First published in 1899 by the Frederick A. Stokes Company. Excerpt: I had never need to keep any record either of the date or place. It was the fifteenth night of July, in the year 1758, and the place was Lieutenant Clutterbuck's lodging at the south corner of Burleigh Street, Strand. The night was tropical in its heat, and though every window stood open to the Thames, there was not a man, I think, who did not long for the cool relief of morning, or step out from time to time on to the balcony and search the dark profundity of sky for the first flecks of grey. I cannot be positive about the entire disposition of the room: but certainly Lieutenant Clutterbuck was playing at ninepins down the middle with half a dozen decanters and a couple of silver salvers; and Mr. Macfarlane, a young gentleman of a Scottish regiment, was practising a game of his own. He carried the fire-irons and Lieutenant Clutterbuck's sword under his arm, and walked solidly about the floor after a little paper ball rolled up out of a news sheet, which he hit with one of these instruments, selecting now the poker, now the tongs or the sword with great deliberation, and explaining his selection with even greater earnestness; there was besides a great deal of noise, which seemed to be a quality of the room rather than the utterance of any particular person; and I have a clear recollection that everything, from the candles to the glasses on the tables and the broken tobacco pipes on the floor, was of a dazzling and intolerable brightness. This brightness distressed me particularly, because just opposite to where I sat a large mirror hung upon the wall between two windows. On each side was a velvet hollow of gloom, in the middle this glittering oval. Every ray of light within the room seemed to converge upon its surface. I could not but look at it-for it did not occur to me to move away to another chair-and it annoyed me exceedingly.

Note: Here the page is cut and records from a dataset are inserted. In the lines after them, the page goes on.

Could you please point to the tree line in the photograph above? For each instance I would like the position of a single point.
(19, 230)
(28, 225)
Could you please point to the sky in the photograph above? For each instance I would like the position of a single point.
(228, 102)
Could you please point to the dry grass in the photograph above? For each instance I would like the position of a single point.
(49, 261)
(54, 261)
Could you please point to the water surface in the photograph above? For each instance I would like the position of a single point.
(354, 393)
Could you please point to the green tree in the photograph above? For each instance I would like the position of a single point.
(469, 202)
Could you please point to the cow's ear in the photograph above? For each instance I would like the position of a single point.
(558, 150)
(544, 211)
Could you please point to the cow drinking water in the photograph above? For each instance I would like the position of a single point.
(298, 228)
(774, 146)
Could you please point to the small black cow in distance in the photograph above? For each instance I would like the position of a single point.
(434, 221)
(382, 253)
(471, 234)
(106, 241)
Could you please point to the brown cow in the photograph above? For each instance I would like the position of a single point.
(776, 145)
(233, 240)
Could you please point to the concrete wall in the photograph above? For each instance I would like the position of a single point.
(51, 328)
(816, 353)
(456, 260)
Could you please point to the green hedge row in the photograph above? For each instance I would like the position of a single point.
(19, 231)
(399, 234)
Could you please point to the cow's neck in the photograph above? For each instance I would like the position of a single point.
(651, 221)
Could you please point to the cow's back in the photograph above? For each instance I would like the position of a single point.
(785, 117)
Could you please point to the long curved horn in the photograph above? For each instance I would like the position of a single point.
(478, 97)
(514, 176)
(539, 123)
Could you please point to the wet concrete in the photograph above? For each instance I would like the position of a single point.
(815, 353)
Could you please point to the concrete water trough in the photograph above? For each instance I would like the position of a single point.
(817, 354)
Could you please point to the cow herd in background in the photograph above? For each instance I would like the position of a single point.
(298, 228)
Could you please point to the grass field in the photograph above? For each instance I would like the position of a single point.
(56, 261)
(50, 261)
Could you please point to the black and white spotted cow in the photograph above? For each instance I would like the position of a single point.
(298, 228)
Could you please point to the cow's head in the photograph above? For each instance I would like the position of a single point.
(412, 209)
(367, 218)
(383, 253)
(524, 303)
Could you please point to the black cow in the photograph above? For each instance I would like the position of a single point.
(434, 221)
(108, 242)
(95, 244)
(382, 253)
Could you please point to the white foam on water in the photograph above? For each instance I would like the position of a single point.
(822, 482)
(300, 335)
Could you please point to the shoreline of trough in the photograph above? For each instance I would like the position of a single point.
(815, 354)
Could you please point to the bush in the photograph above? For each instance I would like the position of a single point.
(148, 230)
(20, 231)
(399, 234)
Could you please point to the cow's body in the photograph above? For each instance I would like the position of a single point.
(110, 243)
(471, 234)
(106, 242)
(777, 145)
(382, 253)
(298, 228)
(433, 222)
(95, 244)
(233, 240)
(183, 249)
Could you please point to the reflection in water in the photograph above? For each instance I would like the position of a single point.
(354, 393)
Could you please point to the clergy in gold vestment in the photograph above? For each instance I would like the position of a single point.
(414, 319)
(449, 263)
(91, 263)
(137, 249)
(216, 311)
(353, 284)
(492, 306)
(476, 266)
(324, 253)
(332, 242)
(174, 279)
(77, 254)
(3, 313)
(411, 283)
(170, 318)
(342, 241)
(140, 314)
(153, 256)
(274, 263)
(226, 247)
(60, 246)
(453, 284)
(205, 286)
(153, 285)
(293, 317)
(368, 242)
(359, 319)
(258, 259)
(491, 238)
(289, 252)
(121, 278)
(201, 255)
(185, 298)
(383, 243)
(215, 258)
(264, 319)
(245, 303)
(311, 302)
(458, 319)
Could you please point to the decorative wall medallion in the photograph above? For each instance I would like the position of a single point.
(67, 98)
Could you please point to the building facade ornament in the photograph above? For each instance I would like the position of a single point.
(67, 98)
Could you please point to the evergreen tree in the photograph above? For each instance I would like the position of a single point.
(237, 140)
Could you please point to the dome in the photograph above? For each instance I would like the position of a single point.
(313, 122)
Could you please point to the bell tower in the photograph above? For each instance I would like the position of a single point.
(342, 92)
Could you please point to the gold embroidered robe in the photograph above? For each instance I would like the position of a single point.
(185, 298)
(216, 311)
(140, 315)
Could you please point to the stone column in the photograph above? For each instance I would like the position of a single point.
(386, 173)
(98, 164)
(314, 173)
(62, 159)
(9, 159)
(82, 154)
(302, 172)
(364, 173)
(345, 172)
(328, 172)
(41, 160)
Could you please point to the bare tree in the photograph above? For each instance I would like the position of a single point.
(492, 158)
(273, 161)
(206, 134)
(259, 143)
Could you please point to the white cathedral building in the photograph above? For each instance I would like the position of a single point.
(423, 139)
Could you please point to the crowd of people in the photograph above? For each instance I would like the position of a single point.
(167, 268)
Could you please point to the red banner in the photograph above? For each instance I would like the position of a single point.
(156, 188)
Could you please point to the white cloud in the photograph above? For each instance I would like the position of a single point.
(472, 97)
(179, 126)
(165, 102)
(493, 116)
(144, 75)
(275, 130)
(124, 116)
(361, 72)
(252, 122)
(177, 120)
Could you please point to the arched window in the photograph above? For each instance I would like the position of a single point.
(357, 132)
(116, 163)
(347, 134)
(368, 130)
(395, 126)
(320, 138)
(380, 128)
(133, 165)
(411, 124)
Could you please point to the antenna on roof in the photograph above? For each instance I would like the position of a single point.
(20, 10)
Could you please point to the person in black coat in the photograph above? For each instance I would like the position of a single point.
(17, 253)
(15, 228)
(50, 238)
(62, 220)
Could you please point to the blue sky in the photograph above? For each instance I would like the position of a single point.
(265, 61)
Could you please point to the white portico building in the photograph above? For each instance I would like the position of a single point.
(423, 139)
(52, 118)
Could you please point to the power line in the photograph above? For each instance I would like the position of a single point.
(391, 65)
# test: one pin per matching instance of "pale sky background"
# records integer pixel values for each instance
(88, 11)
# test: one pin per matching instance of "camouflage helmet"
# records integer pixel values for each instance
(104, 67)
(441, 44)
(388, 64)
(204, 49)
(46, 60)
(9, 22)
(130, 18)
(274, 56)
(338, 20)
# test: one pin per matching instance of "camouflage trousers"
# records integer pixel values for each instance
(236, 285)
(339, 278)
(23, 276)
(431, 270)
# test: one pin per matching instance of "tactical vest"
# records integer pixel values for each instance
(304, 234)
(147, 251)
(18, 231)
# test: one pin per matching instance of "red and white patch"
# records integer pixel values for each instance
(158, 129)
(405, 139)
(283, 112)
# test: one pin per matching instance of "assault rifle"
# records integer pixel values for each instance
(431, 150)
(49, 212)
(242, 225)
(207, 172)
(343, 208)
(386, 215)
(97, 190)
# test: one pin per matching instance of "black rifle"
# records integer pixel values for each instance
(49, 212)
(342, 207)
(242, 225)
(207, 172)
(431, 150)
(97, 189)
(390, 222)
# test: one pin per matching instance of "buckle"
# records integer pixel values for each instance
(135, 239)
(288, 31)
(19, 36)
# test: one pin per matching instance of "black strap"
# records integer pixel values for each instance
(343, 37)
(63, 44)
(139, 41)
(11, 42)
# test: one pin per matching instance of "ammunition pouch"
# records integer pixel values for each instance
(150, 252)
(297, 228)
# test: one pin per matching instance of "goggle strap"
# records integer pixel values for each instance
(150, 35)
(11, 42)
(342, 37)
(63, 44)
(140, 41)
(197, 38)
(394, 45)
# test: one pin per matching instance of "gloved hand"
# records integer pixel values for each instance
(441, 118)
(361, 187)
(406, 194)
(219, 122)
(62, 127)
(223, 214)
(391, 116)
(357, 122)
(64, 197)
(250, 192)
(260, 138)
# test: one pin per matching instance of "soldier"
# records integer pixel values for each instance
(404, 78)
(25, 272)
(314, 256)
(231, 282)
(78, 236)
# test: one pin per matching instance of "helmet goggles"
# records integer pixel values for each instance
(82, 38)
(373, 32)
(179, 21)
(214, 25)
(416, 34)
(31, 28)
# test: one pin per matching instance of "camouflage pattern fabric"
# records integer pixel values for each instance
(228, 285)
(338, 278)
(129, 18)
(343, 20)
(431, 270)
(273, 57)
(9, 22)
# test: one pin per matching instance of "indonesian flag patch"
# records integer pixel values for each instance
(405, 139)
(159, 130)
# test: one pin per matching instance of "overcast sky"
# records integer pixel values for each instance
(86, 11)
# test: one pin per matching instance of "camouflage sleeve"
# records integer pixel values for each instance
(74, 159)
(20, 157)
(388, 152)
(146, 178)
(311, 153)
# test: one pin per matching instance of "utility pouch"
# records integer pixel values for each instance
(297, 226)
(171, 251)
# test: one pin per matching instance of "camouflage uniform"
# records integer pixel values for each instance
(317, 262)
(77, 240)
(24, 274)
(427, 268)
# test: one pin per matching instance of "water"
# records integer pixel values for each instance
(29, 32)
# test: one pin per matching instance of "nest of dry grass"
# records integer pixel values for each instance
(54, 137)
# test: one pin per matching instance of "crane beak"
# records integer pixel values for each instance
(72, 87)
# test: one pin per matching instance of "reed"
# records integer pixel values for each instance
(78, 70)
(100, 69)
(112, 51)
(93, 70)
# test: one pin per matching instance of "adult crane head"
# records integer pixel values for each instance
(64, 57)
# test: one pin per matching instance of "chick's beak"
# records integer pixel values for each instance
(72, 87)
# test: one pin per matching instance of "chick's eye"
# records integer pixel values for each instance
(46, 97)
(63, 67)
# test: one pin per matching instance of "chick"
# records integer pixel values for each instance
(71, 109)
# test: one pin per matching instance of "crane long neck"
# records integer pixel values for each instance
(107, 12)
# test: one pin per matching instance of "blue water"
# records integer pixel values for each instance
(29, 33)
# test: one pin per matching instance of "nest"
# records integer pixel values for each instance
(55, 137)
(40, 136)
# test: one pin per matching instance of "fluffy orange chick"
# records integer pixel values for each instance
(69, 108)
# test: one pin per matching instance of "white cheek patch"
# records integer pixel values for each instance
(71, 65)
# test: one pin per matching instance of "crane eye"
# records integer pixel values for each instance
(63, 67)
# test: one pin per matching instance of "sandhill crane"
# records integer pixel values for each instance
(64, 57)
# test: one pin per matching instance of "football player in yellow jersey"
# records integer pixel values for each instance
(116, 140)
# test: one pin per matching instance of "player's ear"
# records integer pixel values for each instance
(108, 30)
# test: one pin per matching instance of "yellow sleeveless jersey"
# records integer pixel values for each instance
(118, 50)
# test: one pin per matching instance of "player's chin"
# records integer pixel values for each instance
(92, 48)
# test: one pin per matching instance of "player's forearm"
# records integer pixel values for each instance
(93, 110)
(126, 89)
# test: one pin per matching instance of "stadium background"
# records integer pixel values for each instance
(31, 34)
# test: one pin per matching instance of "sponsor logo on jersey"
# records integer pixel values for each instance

Besides, the mirror was inclined forward from the wall, and so threw straight down at me a reflection of Lieutenant Clutterbuck's guests, as they flung about the room beneath it.
Author

Major Alfred Edward Woodley Mason (7 May 1865 Dulwich, London - 22 November 1948 London) was a British author and politician. He is best remembered for his 1902 novel The Four Feathers. He studied at Dulwich College and graduated from Trinity College, Oxford in 1888. He was a contemporary of fellow Liberal Anthony Hope, who went on to write the adventure novel The Prisoner of Zenda. His first novel, A Romance of Wastdale, was published in 1895. He was the author of more than 20 books, including At The Villa Rose (1910), a mystery novel in which he introduced his French detective, Inspector Hanaud. His best-known book is The Four Feathers, which has been made into several films. Many consider it his masterpiece. Other books are The House of the Arrow (1924), No Other Tiger (1927), The Prisoner in the Opal (1929) and Fire Over England (1937).